The recipients of honours are displayed here as they were styled before their new honour.

Life Peers

Barons
 Rt Hon. Henry Brooke , Member of Parliament for West Lewisham, 1938-1945; and for Hampstead, 1950-1966. Financial Secretary, H.M. Treasury, 1954-1957; Minister of Housing and Local Government and Minister for Welsh Affairs, 1957-1961; Chief Secretary, H.M. Treasury, and Paymaster-General 1961-1962; Home Secretary 1962-1964.
 Rt Hon. Sir William Anstruther-Gray , Member of Parliament for North Lanark, 1931-1945 and for Berwick and East Lothian, 1951-1966. Deputy Chairman of Ways and Means, 1959-1962 and Chairman of Ways and Means and Deputy Speaker, House of Commons, 1962-1964.
 Rt Hon. Arthur Henderson , Member of Parliament for South Cardiff, 1923-1924 and 1929-1931; and for Kingswinford Division of Staffordshire, 1935-1950; Rowley Regis and Tipton 1950-1966. Financial Secretary, War Office, 1943-1945; Parliamentary Under Secretary of State, India Office and Burma Office, 1945-1947; Minister of State for Commonwealth Relations, 1947; Secretary of State for Air, 1947-1951. Vice-President, Council of Europe Assembly, 1961-1962.
 Rt Hon. Thomas William Jones , Member of Parliament for Merioneth, 1951-1966. Welfare Officer and Education Officer for Merseyside and North Wales Electricity Board in North Wales.
 Rt Hon.

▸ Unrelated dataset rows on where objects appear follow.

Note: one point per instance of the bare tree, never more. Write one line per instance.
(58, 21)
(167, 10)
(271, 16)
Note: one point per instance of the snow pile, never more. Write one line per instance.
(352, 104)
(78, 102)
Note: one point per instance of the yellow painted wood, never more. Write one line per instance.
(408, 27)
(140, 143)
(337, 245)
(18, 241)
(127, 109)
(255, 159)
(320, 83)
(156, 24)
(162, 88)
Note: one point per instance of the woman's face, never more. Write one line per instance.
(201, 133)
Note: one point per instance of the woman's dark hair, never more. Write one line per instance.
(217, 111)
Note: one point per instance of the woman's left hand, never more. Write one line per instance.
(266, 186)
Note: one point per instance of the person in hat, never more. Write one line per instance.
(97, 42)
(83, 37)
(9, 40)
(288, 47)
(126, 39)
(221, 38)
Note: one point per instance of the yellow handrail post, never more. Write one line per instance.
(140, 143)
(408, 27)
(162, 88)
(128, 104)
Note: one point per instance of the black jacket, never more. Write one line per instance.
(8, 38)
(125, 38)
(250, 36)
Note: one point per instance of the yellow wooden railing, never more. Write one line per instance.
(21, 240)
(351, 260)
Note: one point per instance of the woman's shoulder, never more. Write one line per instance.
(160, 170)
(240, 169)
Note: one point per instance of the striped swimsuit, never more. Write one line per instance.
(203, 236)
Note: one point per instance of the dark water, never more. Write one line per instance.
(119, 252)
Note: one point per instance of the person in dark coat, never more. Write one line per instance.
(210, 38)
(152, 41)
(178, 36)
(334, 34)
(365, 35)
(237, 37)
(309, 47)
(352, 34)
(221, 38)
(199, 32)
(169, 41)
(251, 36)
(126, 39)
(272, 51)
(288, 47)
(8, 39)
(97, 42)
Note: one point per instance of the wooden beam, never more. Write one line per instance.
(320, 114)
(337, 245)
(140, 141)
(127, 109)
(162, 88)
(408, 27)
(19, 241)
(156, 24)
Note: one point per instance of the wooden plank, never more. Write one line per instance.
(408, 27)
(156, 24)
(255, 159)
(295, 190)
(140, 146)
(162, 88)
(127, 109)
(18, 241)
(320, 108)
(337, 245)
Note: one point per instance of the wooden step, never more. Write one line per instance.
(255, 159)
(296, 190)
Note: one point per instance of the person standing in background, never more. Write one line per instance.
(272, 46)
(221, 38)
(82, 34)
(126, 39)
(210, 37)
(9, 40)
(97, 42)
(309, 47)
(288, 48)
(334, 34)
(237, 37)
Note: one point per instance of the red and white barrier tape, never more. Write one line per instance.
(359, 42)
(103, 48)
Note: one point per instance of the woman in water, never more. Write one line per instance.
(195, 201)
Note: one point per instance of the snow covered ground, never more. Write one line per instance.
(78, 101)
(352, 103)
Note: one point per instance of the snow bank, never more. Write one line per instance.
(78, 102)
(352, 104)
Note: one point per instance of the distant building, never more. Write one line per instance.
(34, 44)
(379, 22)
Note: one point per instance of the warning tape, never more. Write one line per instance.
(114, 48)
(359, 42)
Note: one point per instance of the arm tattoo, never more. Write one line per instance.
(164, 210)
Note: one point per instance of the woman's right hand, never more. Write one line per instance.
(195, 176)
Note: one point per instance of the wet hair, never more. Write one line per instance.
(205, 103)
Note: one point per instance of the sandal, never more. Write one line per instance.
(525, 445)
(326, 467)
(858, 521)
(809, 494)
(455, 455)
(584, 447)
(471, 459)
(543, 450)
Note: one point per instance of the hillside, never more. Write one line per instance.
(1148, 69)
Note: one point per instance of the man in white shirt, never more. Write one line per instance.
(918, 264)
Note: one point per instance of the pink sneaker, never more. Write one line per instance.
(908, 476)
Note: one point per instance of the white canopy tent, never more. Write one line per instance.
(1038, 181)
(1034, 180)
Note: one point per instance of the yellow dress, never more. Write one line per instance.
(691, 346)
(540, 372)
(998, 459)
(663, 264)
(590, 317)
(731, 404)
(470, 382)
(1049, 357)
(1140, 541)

Walter Monslow, Member of Parliament for Barrow-in-Furness, 1945-1966. Formerly Organising Secretary, Associated Society of Locomotive Engineers and Firemen.
 Rt Hon. Sir George Richard Hodges Nugent , Member of Parliament for Guildford Division of Surrey, 1950-1966. Parliamentary Secretary, Ministry of Agriculture and Fisheries, 1951-1955: to Ministry of Agriculture, Fisheries and Food, 1955-1957: and to Ministry of Transport and Civil Aviation, 1957-1959; Chairman, House of Commons Select Committee on Nationalised Industries, 1961-1964; Chairman, Standing Conference on London Regional Planning since 1962.

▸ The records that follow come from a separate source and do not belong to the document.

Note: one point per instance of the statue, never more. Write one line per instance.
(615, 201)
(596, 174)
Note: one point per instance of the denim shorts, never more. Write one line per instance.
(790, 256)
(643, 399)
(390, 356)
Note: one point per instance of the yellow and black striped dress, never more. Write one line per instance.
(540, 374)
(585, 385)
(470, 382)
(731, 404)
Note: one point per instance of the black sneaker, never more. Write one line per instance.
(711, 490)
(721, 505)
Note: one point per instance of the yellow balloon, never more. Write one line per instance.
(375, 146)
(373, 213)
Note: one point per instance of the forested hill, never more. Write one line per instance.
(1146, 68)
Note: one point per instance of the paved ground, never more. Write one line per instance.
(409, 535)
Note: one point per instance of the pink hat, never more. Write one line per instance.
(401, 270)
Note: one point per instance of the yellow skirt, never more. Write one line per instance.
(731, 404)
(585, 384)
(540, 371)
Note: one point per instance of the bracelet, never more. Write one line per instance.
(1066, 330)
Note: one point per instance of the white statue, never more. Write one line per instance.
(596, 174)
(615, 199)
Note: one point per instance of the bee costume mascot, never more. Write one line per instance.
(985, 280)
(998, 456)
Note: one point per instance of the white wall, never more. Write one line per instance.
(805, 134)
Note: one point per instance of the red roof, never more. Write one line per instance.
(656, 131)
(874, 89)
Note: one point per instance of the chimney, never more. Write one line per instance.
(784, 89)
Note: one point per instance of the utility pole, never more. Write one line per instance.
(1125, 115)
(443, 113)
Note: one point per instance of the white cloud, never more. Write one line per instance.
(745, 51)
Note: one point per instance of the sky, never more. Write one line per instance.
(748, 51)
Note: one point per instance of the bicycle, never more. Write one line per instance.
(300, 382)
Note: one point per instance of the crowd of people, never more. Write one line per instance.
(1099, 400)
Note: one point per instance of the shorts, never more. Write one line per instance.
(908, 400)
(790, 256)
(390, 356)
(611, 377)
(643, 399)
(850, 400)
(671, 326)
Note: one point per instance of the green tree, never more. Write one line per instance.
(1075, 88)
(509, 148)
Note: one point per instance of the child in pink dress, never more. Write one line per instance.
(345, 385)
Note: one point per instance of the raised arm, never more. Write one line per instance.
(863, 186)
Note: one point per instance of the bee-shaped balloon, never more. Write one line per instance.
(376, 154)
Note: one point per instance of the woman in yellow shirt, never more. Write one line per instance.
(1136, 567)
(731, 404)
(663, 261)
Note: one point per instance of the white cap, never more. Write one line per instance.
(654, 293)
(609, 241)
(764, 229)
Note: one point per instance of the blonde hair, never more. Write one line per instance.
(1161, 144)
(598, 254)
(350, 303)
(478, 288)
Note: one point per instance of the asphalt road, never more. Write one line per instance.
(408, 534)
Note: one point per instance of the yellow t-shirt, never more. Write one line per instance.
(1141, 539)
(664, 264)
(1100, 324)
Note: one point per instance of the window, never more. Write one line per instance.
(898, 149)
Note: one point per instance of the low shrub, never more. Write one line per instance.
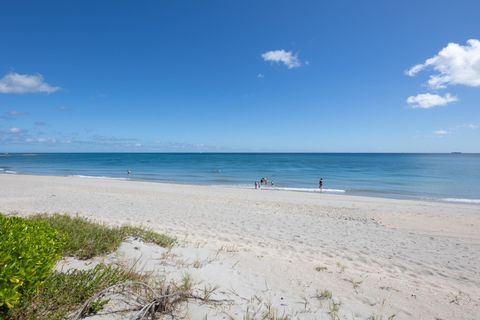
(63, 293)
(88, 239)
(28, 253)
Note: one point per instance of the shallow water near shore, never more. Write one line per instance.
(447, 177)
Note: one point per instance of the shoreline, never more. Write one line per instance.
(446, 200)
(377, 256)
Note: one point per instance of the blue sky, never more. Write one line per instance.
(315, 76)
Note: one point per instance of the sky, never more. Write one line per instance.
(240, 76)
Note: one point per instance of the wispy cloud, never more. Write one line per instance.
(281, 56)
(429, 100)
(441, 133)
(25, 83)
(454, 65)
(15, 130)
(11, 115)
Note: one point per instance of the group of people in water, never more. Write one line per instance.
(264, 182)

 Rt Hon. George Pargiter , Member of Parliament for Spelthorne Division of Middlesex, 1945-1950 and for Southall, 1950-1966. Member, Middlesex County Council, 1934-1965: Chairman, 1959-1960. Chairman, Executive of the County Councils Association, 1963.

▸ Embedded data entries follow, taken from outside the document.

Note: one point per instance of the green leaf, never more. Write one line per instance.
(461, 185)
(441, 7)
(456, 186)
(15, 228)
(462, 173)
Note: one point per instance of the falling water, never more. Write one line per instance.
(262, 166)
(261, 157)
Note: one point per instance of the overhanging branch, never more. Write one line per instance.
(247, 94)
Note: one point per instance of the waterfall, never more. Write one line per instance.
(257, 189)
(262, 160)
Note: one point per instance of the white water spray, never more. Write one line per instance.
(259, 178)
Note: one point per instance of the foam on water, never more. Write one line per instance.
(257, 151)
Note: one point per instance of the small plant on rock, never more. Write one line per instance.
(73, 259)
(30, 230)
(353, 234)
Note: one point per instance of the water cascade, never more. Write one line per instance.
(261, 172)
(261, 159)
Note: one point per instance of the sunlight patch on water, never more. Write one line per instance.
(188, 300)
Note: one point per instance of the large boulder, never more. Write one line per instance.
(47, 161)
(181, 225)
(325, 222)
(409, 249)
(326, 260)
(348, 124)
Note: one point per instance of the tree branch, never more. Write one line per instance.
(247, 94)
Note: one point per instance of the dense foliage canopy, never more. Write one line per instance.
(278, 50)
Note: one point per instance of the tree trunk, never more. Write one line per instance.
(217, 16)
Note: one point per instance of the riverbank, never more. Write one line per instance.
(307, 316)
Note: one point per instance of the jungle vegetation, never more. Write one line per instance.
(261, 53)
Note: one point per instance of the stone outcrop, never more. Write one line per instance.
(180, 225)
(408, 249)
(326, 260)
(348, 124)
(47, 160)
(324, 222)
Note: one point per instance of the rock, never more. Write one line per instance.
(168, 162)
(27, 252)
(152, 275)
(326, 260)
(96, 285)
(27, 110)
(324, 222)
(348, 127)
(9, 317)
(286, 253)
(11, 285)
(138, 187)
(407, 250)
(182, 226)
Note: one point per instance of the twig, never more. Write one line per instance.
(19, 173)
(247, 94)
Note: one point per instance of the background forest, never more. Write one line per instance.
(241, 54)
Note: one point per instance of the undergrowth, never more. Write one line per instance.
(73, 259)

 Rt Hon. Ernest Popplewell , Member of Parliament for Newcastle upon Tyne, West, 1945-1966. Vice-Chamberlain of H.M. Household, 1947-1951; an Opposition Whip, 1951-1955; Opposition Deputy Chief Whip, 1955-1959; Chairman, Select Committee on Nationalised Industries 1964-1966.
 Rt Hon. Sir Martin Redmayne , Member of Parliament for Rushcliffe Division of Nottinghamshire, 1950-1966. Government Whip, 1951; A Lord Commissioner, H.M. Treasury, 1953-1959; Deputy Government Chief Whip, 1955-1959; Parliamentary Secretary, H.M. Treasury and Government Chief Whip, 1959-1964.
 Rt Hon. Sir Frank Soskice , Member of Parliament for Birkenhead East, 1945-1950: for Neepsend Division of Sheffield, 1950-1955 and for Newport, Monmouthshire, 1956-1966. Solicitor-General, 1945-1951; Attorney-General, 1951; Home Secretary, 1964-1965; Lord Privy Seal, 1965-1966.
 Rt Hon. Sir Samuel Storey , Member of Parliament for Sunderland, 1931-1945 and for Stretford, 1950-1966. Deputy Chairman of Ways and Means, 1964-1965; Chairman of Ways and Means and Deputy Speaker, House of Commons, 1965-1966.
 Rt Hon. Harry Bernard Taylor , Member of Parliament for Mansfield Division of Nottinghamshire, 1941-1966. Parliamentary Secretary, Ministry of National Insurance, 1950-1951.

Privy Council
 Rt Hon. Edward Shackleton, Baron Shackleton , Member of Parliament for Preston, 1946-1950 and for Preston South, 1950-1955. Minister of Defence (Royal Air Force) since 1964.

Companions of Honour
 Lady Megan Lloyd George , Member of Parliament for Anglesey, 1929-1951 and for Carmarthen, 1957-1966. For political and public services (posthumously).
 Rt Hon. Jim Griffiths , Member of Parliament for Llanelly Division of Carmarthenshire since 1936. Minister of National Insurance, 1945-1950; Secretary of State for the Colonies, 1950-1951; Secretary of State for Wales, 1964-1966. For political and public services.